Around Madison Square Garden the sudden success of the Islanders has prompted even the most diehard Ranger sufferers to question the managerial widsom of Ranger Coach and General Manager Emile Francis, whose team has not won anything in almost 35 years. It is bad enough that Dr. J and the New York Nets, who share the Nassau Coliseum with Potvin and the Islanders, probably would destroy the Knicks in a basketball game. Now this?

As always, the Rangers have a long list of excuses to explain their predicament. Injuries, of course. So far the Rangers have lost 240 man-games because of 22 different injuries, including a back fusion, two broken legs, two broken ankles, one cracked hip socket, nine separate knee disabilities and wounded pride. In fact, only two Rangers, Steve Vickers and Bill Fairbairn, have played in every game. The Rangers also moan that bad calls by the referees have cost them a few defeats. And now there is a new complaint: bad ice at Madison Square Garden. For sure, the Garden skating surface over the years has earned a reputation as the worst in major league hockey—soft and too deeply rutted to lend itself to smooth skating or crisp passing. However, as Buffalo's Richard Martin said after the Sabres whipped the Rangers at the Garden, "The ice is the same for both clubs, isn't it?"

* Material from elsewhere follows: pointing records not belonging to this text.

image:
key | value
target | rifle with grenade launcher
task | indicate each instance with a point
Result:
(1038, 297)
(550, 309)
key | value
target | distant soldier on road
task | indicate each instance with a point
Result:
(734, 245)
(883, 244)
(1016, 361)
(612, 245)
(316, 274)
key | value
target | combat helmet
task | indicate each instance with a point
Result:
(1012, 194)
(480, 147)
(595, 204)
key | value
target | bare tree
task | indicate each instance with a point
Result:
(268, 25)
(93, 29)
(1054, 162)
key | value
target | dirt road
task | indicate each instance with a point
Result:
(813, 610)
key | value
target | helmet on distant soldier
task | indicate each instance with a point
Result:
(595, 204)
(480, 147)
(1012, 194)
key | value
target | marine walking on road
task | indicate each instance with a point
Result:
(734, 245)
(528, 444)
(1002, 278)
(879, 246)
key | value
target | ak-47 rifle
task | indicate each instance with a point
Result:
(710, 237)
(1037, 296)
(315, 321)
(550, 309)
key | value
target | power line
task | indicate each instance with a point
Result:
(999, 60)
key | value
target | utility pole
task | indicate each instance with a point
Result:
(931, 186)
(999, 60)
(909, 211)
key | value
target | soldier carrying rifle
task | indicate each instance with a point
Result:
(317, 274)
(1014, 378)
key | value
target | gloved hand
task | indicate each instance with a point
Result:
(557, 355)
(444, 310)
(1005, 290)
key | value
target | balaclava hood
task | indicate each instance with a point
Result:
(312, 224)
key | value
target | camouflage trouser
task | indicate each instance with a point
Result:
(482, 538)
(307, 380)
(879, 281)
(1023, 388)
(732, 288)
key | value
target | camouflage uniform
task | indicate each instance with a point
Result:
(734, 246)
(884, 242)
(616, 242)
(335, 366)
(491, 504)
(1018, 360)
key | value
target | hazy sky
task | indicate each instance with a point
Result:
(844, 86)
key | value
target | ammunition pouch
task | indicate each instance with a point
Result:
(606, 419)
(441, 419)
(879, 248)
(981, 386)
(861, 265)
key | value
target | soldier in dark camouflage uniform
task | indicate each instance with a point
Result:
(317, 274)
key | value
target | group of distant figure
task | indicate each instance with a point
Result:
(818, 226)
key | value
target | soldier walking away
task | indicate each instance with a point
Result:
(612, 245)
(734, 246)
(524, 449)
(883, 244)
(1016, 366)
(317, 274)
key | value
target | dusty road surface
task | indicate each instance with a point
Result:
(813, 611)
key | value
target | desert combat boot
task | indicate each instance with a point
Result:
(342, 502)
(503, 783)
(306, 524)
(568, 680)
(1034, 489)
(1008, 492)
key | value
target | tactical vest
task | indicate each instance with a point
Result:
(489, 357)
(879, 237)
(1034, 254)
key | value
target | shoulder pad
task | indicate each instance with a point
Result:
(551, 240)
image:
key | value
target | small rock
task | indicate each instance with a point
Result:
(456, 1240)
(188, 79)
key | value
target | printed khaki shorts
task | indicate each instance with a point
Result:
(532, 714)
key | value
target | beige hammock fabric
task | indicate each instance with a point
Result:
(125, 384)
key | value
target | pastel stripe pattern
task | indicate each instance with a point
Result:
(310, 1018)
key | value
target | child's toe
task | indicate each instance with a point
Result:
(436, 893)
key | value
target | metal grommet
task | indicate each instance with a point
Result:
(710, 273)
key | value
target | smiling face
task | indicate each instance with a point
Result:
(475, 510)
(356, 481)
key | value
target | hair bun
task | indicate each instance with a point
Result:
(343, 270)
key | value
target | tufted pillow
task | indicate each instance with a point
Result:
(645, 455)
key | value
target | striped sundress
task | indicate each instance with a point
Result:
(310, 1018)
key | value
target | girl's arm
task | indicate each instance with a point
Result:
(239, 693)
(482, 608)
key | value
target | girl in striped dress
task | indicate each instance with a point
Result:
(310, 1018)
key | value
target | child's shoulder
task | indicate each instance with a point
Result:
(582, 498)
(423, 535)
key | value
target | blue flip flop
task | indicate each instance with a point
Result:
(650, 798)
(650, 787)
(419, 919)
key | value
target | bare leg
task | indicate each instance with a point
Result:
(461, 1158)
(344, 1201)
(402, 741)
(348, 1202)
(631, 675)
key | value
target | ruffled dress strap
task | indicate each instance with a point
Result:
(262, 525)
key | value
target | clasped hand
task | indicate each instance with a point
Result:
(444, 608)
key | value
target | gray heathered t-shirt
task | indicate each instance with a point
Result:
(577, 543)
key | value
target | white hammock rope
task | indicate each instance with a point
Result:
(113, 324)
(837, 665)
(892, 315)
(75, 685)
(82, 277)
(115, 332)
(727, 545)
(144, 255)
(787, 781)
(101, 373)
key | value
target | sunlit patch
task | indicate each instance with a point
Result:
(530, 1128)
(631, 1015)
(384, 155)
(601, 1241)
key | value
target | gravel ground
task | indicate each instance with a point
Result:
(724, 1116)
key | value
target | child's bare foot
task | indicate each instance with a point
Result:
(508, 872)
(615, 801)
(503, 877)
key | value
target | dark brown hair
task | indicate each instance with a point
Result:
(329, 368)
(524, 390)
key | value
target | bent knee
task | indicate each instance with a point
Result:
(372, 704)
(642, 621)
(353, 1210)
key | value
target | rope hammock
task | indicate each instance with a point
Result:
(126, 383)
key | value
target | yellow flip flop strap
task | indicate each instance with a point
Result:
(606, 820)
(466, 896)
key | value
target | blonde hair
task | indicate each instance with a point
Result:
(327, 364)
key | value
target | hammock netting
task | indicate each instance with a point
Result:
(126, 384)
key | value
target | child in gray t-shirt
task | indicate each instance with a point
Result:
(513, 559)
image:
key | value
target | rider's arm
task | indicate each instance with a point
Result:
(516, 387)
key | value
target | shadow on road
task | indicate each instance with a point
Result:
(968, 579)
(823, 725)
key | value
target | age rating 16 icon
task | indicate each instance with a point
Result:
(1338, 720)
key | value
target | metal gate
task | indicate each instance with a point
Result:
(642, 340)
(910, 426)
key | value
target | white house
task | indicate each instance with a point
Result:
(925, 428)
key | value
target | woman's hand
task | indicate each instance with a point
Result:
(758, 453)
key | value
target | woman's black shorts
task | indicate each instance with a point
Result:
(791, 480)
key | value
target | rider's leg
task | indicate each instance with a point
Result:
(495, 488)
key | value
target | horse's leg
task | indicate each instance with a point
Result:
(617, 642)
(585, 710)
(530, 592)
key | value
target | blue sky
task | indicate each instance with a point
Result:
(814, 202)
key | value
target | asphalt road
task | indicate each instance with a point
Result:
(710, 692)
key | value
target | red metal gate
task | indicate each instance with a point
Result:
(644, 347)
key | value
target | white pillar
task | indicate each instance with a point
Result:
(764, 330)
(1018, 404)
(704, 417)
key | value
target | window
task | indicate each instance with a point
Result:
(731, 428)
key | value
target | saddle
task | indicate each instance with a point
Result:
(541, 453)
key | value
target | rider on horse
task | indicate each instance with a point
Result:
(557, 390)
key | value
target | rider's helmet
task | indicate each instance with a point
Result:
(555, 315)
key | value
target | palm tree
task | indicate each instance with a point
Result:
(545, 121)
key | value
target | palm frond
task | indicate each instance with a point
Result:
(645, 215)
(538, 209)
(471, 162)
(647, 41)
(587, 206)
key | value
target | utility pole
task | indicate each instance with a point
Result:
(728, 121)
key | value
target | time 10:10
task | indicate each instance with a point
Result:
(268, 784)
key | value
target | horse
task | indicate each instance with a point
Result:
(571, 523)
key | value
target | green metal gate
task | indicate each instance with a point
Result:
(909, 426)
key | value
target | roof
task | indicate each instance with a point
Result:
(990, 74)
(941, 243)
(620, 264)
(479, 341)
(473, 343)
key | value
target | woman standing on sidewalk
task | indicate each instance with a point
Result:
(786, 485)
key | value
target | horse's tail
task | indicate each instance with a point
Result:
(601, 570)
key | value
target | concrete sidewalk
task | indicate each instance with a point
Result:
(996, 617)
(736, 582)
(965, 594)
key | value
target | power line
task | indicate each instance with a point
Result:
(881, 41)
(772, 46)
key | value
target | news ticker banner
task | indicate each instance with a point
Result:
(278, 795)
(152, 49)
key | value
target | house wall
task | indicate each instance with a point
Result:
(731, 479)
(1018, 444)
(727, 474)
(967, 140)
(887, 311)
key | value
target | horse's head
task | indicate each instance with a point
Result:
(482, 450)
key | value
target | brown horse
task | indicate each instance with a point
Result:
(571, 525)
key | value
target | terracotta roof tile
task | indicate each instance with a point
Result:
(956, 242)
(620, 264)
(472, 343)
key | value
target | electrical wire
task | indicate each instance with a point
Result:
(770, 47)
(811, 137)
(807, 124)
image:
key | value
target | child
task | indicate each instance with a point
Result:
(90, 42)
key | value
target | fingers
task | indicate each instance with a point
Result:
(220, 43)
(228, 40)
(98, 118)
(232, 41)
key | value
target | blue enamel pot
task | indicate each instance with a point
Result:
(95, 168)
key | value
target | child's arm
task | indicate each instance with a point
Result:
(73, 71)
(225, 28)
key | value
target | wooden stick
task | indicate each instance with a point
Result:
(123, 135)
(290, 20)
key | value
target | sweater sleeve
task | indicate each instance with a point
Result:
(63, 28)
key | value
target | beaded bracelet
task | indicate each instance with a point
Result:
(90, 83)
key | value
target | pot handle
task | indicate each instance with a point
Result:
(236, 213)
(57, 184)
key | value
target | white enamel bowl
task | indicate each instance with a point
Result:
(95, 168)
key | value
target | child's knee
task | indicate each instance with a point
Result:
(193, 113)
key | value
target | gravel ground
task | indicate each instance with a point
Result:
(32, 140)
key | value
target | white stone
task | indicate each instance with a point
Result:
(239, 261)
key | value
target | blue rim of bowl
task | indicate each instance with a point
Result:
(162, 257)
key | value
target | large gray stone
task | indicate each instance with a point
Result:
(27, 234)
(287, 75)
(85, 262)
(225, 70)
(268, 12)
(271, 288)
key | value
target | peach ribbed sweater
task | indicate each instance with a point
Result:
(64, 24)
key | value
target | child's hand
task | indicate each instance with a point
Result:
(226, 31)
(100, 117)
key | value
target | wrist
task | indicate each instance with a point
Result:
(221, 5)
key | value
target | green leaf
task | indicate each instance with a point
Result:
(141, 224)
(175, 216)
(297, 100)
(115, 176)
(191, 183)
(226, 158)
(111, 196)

Valid or not, excuses are only good on a season-to-season basis. What bothers the expense-account crowd at the Garden most of all is that the Islanders seem to have a roster loaded with promising young players such as Potvin, Billy Harris, Clark Gillies, Bob Nystrom, Dave Lewis, Andre St. Laurent and Bob Bourne, while onetime promising young Rangers are playing for Pittsburgh (Syl Apps Jr.), or Los Angeles (Mike Murphy and Tommy Williams), or Philadelphia (Moose Dupont), or Atlanta (Curt Bennett) or Buffalo (Don Luce). "I'm afraid that Francis traded the wrong guys," says one traded Ranger. "He should have kept the guys he traded and traded the guys he kept. Wait and see, the Islanders will win the Cup before the Rangers."